Од-но-звучно греми-ит ко-о-ло-кольчик… и до-ро-о-о…

И томительно Яша подхватывал:

…И дорога пылится слегка-а-а…

Дача на горе стояла, у самого обрыва, с террасы распахивалось море со своей безудержной переменчивой жизнью, с такими закатами, с таким багряным солнцем в багряных волнах. Два тенора взмывали и опускались, как два крыла, озаренные заходящим солнцем:

И уныло по ро-вно-му по-олю… разли-ва-а-а…

А Яша:

…разливается песнь ямщика-а-а-а…

Разные были тенора. У отца – глубокий драматический, очень чувственный, у сына – нежный и юный, переливчатый. Пели так только на даче, «на воле», где всё – как бы игра, понарошку, дурачество – лето… (Яша очень застенчивый был мальчик, чужих стеснялся.) Но сила чувств такая, что у обоих потом влажные глаза, и оба их одинаково прячут за небрежной улыбкой. Такая певчая пара была, казалось, тут не только домашнее, теплое, а что-то более глубинное, более мощное… голос рода, что ли… Вот оно, так ясно, так больно: закат, слабый рокот волн из-под обрыва, вспышки маяка вдали, а на террасе – круг желтоватого света от лампы. И два упоительно высоких голоса, взмывающих и парящих, как две чайки – над морем, над степью:

…и замолк мой ямщик, а дорога…предо мной далека, да-а-але-ка-а-а…
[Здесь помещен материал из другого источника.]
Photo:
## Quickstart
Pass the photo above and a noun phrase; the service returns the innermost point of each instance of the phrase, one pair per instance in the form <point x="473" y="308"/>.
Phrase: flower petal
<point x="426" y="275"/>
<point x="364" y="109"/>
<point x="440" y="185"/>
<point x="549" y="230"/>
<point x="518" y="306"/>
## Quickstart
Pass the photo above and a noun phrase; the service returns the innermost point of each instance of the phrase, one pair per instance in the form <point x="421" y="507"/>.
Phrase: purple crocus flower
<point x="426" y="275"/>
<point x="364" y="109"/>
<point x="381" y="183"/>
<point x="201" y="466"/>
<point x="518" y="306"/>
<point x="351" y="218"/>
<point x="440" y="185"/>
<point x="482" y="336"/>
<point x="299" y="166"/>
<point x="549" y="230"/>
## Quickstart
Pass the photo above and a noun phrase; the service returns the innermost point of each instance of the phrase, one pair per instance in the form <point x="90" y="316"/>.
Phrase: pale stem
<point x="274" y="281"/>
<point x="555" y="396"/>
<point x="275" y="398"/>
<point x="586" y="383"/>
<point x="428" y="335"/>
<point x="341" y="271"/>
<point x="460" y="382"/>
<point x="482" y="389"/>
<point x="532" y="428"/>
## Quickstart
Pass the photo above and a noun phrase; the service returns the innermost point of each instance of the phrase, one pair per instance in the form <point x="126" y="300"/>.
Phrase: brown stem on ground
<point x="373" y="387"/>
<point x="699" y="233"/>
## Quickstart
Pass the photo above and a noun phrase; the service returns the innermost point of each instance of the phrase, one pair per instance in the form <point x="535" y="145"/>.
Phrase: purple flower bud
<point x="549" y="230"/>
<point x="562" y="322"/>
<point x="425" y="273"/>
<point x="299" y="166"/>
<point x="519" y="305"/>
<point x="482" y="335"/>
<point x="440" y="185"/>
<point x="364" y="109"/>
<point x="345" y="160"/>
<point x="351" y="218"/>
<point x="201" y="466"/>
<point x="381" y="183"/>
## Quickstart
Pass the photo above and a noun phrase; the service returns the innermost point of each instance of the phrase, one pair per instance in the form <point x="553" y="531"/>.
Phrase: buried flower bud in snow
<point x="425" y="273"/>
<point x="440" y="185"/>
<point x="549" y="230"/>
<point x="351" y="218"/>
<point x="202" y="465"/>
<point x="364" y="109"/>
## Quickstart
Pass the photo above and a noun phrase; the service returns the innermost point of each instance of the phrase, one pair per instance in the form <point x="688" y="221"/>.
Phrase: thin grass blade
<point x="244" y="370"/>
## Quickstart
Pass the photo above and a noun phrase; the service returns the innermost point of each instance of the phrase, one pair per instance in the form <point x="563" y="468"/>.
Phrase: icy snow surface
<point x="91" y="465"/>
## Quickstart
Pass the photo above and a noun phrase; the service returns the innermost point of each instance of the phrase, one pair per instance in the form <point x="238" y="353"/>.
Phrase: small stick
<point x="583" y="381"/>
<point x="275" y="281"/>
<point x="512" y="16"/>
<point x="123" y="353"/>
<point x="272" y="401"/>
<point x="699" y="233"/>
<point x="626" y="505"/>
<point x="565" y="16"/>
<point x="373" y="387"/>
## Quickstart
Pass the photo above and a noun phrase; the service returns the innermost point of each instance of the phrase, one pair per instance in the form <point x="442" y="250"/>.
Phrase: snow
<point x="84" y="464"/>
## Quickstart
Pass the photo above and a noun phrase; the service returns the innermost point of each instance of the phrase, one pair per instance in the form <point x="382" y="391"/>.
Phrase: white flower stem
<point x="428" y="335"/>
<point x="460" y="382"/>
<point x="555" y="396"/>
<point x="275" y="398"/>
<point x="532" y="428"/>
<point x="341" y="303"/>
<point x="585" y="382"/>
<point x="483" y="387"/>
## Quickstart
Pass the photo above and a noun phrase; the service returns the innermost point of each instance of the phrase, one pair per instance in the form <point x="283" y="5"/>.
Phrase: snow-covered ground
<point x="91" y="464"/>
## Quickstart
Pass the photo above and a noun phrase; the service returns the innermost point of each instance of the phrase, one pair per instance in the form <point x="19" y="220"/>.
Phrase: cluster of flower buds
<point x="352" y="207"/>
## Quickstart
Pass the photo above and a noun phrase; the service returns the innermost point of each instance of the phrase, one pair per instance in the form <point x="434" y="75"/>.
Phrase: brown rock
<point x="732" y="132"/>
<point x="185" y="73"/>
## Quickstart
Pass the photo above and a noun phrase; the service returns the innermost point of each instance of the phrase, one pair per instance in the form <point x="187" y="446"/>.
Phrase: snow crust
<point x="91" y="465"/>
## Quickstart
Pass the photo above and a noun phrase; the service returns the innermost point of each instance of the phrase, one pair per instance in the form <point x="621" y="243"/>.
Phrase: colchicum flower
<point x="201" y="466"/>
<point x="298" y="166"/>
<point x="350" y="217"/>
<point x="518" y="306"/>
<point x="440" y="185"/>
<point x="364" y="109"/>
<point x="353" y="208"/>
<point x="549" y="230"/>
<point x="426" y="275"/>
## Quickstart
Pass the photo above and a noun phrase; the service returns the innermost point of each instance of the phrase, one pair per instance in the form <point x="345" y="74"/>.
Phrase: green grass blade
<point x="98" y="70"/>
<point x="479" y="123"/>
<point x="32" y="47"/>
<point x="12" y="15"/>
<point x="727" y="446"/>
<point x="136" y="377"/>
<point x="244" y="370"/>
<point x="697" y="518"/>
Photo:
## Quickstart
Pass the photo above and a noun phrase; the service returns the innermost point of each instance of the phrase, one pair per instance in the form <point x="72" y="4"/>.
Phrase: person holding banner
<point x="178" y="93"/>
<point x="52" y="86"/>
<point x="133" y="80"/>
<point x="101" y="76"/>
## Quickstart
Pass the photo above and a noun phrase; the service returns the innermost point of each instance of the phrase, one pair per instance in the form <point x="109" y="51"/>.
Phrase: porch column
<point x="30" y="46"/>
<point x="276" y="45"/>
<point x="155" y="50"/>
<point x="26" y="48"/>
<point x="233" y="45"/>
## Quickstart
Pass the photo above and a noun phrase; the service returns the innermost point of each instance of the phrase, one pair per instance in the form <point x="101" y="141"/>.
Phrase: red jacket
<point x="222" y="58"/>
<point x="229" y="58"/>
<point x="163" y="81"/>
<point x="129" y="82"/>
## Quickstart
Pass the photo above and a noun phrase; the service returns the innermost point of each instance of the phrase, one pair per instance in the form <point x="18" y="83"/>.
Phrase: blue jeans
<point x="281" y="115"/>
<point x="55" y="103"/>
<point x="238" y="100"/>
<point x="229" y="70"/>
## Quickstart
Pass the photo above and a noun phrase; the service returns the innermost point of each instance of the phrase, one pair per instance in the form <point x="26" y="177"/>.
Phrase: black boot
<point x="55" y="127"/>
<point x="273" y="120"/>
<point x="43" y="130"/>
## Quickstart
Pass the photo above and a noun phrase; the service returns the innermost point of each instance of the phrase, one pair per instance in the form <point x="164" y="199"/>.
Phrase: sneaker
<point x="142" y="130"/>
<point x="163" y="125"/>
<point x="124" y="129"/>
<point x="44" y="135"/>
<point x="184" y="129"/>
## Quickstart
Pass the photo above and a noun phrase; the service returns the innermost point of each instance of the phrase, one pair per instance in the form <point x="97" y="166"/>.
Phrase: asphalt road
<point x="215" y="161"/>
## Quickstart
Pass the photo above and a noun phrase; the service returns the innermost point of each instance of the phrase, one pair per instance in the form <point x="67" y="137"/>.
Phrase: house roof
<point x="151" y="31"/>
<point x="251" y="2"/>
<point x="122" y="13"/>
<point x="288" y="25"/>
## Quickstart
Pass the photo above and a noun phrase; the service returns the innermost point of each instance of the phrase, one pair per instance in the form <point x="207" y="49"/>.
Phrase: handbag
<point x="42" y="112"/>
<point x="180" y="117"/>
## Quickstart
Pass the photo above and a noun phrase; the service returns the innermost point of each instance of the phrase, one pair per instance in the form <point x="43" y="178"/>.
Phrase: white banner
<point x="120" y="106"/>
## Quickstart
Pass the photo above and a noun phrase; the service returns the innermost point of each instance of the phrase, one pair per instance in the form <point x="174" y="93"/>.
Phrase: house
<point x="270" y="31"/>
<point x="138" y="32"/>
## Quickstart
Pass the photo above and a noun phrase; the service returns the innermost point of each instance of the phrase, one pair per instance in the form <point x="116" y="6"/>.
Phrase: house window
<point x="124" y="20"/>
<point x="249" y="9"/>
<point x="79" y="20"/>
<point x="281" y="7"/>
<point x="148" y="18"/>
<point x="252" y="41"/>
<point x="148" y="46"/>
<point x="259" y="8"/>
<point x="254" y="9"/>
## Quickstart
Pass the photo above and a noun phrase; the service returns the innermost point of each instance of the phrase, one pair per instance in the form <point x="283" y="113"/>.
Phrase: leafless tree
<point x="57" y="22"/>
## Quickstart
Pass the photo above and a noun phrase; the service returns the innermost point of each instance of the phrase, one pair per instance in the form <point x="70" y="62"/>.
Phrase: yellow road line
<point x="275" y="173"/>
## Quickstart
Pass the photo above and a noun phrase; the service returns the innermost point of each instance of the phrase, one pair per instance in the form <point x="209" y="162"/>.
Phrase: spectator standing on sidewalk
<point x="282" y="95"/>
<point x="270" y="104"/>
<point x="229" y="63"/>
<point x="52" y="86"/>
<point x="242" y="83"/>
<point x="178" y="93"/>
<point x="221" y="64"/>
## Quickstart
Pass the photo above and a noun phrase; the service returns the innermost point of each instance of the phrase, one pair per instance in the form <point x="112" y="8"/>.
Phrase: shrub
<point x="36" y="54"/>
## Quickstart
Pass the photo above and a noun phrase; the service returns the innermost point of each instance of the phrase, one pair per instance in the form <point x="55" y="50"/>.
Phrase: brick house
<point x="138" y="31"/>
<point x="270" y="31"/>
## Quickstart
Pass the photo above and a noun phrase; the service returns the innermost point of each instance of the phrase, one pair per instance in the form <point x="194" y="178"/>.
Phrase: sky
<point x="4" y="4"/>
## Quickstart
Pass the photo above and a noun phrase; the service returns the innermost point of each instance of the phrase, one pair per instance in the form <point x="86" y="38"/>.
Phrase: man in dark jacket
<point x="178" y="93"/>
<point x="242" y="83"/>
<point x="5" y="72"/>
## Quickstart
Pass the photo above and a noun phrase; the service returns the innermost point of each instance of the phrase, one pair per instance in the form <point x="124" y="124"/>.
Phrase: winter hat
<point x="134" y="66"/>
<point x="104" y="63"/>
Эське хотелось написать: «Яшка, возвращайся ты, ради бога, пожалуйста, Яшенька, вернись, мы с папой такие одинокие!» – но она упрямо поправила перед собой листок и продолжила: «Еще у меня появилась ученица. Внучка пристава Жаркова. Девочка, как говорила покойная мама, “запоздалая”, малоспособная, но старательная…»

В окне дома напротив раздернулись малиновые шторы, изнутри толкнули раму, высунулась растрепанная голова одной из «девочек».

– Во денек – шик! – крикнула она куда-то в комнаты. – Просыпайся, Ангеля!

Оттуда невнятно отозвался заспанный голосок, а другой, мужской голос густо прокашлялся и сообщил кому-то невидимому:

– Франца Фердинанда застрелили!

– Которого Фердинанда? Лысого? – донесся снизу, со двора, тонкий – сразу и не разберешь, женский или мужской – голос. – Кельнера с Ланжероновской?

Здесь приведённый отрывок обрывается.